# s-video problem



## paulr28 (Apr 21, 2010)

i have an s-video cable running from my laptop to my tv. the picture is fine, however there is awful feedback. it only goes away when i lower the volume on my tv. I am using the tv speakers for audio tho. the audio is fine but the feedback is still there. what can i do besides hooking speakers up to my laptop.


----------



## tonyvdb (Sep 5, 2007)

Sounds like your microphone is still on on the laptop. Go into your sound properties and disable the mic.


----------



## paulr28 (Apr 21, 2010)

i found out is has something to do with my power. when i unplugged my laptop adaptor from the wall the noise went away. when i plugged it back up the noise came back.


----------



## tonyvdb (Sep 5, 2007)

If you plug the laptop power into the same plug as the TV this may go away.
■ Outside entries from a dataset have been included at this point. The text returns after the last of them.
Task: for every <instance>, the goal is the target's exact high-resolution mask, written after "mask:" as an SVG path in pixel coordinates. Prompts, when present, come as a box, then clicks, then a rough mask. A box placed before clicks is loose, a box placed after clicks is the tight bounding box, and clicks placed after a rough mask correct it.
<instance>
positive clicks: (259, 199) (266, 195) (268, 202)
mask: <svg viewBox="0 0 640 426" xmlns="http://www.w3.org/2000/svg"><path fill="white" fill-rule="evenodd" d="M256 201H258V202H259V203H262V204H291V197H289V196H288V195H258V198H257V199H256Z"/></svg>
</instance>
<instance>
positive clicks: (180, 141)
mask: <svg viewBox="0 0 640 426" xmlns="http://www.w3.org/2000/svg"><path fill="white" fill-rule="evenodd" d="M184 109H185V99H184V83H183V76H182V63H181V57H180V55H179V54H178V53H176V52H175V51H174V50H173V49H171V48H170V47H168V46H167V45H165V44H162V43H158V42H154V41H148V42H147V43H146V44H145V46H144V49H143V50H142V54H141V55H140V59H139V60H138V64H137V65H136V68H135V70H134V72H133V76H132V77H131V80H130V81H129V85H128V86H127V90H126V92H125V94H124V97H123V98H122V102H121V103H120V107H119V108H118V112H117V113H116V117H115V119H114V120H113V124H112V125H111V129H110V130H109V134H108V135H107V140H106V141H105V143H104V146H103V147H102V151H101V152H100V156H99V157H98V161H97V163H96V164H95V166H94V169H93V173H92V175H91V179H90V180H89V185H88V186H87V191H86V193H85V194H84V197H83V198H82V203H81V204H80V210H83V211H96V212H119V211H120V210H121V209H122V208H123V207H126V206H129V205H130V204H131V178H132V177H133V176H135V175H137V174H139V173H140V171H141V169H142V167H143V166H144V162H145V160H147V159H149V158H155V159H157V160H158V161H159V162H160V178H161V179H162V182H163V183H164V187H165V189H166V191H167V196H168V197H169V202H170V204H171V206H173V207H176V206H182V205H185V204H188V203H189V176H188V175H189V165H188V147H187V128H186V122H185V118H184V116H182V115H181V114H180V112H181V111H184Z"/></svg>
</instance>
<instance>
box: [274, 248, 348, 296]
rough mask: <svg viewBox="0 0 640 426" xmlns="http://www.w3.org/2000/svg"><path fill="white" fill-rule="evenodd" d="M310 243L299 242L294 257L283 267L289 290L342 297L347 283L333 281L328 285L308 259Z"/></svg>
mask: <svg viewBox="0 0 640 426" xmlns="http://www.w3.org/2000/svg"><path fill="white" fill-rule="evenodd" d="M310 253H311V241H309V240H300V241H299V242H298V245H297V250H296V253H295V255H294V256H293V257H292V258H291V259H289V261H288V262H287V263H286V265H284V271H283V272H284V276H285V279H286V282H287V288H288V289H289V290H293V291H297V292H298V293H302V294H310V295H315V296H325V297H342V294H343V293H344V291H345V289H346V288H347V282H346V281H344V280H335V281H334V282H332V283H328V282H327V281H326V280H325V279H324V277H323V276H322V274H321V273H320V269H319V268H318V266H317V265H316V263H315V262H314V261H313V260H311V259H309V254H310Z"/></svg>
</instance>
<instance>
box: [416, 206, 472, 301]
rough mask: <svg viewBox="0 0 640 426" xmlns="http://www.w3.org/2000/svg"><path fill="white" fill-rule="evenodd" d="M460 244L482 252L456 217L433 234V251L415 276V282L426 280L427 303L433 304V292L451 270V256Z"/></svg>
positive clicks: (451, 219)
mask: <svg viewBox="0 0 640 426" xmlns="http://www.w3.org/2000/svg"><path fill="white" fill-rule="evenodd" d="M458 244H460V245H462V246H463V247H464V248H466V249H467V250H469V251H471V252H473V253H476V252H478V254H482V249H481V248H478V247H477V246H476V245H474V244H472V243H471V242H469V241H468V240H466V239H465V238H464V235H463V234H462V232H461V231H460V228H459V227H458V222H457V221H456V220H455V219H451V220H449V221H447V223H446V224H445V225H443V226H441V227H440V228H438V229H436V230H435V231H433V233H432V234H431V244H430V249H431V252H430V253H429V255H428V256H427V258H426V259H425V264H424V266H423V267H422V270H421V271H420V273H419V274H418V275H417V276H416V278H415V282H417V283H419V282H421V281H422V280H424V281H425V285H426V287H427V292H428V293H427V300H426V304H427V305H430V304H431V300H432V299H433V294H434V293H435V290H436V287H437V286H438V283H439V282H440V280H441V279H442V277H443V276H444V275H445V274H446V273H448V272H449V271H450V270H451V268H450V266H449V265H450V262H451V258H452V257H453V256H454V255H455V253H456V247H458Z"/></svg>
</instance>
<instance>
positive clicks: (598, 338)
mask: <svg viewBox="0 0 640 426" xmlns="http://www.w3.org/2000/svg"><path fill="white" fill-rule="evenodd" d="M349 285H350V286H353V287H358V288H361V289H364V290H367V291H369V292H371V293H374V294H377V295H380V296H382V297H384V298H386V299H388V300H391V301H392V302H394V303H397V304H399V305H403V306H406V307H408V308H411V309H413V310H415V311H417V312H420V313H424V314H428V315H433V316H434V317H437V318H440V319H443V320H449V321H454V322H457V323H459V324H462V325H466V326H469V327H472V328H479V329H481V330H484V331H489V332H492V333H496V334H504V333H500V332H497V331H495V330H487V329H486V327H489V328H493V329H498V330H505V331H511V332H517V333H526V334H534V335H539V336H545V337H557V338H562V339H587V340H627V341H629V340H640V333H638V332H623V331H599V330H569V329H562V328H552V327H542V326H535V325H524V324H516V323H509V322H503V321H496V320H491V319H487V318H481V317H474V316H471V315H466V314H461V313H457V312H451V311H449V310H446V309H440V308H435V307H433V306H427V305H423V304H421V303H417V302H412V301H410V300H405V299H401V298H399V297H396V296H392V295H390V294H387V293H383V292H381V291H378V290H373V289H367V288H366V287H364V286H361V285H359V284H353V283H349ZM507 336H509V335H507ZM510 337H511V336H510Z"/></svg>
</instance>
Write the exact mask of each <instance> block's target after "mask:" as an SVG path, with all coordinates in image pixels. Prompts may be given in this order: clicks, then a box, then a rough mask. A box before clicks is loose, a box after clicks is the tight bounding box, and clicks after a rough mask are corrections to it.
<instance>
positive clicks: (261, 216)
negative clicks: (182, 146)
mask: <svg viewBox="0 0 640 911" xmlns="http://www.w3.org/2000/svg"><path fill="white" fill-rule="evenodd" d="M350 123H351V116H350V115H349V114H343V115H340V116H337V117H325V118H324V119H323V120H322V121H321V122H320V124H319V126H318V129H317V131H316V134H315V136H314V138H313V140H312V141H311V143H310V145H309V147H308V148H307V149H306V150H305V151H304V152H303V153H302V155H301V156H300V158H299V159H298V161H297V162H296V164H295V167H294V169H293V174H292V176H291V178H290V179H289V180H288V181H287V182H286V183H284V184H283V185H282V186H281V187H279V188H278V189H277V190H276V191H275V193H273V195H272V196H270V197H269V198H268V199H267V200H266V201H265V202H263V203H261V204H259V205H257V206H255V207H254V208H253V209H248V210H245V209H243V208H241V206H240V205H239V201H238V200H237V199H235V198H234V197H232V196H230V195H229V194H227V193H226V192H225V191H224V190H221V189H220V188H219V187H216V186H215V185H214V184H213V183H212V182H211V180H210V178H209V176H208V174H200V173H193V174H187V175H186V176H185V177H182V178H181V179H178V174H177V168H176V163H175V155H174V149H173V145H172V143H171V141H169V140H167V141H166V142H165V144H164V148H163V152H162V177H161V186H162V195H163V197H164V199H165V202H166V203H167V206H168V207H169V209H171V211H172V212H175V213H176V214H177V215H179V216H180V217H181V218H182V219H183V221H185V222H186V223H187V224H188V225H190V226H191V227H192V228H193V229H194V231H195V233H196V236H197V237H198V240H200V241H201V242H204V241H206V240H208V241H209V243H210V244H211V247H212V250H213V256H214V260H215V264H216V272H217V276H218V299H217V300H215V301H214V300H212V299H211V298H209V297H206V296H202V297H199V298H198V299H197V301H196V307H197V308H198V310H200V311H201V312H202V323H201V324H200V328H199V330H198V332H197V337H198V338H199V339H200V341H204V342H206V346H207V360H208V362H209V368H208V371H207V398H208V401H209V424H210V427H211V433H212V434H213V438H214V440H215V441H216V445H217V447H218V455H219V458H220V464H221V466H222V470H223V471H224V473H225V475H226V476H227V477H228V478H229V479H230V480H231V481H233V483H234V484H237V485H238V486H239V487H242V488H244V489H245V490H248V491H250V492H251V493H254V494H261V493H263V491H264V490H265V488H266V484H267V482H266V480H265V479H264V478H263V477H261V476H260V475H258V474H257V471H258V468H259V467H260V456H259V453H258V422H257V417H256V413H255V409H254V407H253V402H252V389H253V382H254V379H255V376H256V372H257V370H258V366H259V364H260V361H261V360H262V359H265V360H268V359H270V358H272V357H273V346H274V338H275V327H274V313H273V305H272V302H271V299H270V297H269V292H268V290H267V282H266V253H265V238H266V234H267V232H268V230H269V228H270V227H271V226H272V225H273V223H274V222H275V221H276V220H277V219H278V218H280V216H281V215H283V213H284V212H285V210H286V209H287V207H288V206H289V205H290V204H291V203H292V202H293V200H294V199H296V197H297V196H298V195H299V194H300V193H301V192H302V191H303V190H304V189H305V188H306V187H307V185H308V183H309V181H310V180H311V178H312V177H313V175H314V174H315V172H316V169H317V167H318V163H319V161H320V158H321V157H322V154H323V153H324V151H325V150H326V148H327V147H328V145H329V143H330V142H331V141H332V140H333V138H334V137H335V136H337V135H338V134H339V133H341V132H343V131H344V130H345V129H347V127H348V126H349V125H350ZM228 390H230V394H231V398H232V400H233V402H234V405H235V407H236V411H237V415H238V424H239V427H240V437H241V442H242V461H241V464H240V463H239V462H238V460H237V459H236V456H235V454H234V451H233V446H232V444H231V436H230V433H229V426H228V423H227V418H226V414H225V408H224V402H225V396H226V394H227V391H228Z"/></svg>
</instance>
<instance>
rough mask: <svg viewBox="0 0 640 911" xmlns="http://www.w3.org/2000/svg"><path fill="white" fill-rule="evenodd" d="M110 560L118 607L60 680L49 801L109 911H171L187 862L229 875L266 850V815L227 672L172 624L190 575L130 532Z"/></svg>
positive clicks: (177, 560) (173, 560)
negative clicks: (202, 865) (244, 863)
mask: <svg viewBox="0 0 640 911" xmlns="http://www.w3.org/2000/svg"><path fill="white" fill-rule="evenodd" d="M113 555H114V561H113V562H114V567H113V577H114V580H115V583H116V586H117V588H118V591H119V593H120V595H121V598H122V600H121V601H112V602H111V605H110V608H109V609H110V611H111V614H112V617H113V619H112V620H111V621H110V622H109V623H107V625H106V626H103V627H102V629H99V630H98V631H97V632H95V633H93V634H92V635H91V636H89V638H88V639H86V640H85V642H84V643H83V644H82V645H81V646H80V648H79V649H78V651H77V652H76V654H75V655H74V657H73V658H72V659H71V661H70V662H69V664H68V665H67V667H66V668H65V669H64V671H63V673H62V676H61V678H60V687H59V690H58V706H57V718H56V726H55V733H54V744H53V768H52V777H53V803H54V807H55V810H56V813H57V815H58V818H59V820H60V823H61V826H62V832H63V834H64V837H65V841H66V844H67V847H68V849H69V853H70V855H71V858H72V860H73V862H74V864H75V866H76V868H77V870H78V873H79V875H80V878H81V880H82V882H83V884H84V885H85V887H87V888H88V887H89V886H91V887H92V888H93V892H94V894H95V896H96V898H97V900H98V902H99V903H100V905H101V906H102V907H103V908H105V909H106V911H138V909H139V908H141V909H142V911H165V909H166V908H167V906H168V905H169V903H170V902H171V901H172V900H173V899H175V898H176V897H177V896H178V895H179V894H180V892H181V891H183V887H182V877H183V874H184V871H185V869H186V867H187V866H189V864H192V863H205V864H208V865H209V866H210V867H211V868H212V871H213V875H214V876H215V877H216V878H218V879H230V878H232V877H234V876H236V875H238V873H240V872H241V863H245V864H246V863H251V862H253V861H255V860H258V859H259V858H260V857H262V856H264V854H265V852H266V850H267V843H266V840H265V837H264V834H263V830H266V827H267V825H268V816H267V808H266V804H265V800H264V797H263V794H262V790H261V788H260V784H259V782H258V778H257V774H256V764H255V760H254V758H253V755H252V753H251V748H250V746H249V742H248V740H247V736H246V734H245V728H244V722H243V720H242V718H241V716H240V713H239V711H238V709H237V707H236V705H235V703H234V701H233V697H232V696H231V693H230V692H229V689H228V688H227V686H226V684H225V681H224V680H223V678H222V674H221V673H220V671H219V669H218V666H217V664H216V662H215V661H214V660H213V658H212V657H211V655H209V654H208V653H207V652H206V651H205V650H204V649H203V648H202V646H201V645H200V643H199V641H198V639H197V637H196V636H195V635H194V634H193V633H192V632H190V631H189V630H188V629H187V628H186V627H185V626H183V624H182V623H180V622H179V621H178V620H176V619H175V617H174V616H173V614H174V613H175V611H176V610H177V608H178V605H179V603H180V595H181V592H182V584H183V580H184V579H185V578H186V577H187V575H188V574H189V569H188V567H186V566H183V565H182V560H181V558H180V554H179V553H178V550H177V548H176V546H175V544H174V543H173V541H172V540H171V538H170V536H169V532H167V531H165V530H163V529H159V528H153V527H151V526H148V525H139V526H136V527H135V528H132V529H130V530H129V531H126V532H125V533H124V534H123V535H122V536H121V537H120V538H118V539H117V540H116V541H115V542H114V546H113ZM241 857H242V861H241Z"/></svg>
Its a common problem.


----------



## paulr28 (Apr 21, 2010)

that didnt help. i even plugged it in as far away then in the same plug and that didnt work. ne other ideas. i doesnt make sense to me.


----------



## tonyvdb (Sep 5, 2007)

Its common due to the fat that laptops are not grounded and the internal components do not have any noise filtering. Using the battery power is the only way around this in allot of cases.


----------